In de Verenigde Staten is het misbruik van pijnstillers de afgelopen vijftien jaar verdrievoudigd. Vooral patiënten die pijnstillers krijgen voorgeschreven na een operatie, lopen risico om uiteindelijk chronisch gebruiker te worden. In Nederland zal het zo’n vaart niet lopen. NEMO Kennislink sprak met Nederlandse experts over pijnbestrijding en medicijnmisbruik.

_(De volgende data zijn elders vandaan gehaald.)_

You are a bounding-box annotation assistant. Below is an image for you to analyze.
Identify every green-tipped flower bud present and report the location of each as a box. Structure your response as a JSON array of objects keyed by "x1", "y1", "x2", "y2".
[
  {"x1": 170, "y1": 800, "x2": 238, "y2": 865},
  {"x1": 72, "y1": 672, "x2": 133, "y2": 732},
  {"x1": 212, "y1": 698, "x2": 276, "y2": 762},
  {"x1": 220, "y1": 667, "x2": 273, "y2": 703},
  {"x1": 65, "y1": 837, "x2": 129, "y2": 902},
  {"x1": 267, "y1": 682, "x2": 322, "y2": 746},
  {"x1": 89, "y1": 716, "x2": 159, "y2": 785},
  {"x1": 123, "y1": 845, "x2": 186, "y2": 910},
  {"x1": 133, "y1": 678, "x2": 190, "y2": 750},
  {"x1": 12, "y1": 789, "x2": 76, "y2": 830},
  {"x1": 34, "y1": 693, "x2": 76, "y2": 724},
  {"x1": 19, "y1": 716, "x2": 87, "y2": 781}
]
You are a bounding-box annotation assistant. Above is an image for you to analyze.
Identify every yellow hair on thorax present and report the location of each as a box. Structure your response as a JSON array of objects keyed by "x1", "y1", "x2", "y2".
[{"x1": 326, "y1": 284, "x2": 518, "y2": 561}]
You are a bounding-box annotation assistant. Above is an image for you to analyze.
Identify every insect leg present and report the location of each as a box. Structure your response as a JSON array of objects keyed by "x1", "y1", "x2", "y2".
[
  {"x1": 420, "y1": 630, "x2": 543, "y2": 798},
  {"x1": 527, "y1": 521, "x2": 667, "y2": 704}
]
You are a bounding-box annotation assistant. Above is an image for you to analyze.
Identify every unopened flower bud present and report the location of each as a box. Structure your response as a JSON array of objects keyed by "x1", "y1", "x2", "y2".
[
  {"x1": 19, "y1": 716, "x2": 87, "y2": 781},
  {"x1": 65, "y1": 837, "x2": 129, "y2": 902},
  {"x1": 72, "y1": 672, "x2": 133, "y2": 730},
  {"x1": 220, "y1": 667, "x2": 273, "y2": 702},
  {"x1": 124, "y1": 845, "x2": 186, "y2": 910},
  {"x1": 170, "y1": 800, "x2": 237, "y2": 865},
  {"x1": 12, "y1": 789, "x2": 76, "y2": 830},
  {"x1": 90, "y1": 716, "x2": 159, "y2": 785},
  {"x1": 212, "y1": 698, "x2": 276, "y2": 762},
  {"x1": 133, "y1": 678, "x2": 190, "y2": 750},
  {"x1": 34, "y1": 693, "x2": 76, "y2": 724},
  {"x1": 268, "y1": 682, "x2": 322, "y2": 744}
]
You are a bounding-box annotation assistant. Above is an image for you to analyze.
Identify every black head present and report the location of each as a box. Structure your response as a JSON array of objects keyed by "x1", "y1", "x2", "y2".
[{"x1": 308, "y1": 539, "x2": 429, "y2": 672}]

Het probleem van medicijnverslaving in de Verenigde Staten is groot. Ongeveer drie tot tien procent van de patiënten die voor het eerst pijnstillers krijgen voorgeschreven, wordt uiteindelijk chronisch gebruiker. Volgens Nathan Palmer, biomedicus aan Harvard Medical School is er sprake van een ware epidemie. “De manier waarop pijnstillers worden voorgeschreven speelt daarbij een belangrijke rol. Chirurgen hebben vaak moeite met het vinden van een balans tussen het bestrijden van pijn en het voorkomen van misbruik bij patiënten”, schrijft hij op 17 januari in British Medical Journal.
Problemen voor zijn
Bert Joosten, hoogleraar experimentele anesthesiologie aan de Universiteit Maastricht, onderschrijft dit. Hij geeft aan dat de houding van patiënten in de Verenigde Staten anders is dan hier in Nederland. “De Amerikaanse patiënt heeft pijn en de arts moet dat oplossen. Er worden steeds krachtiger medicijnen gebruikt die ook heel makkelijk worden opgehoogd. Dat is uit de hand gelopen, omdat de verslavende bijwerking jarenlang over het hoofd is gezien.”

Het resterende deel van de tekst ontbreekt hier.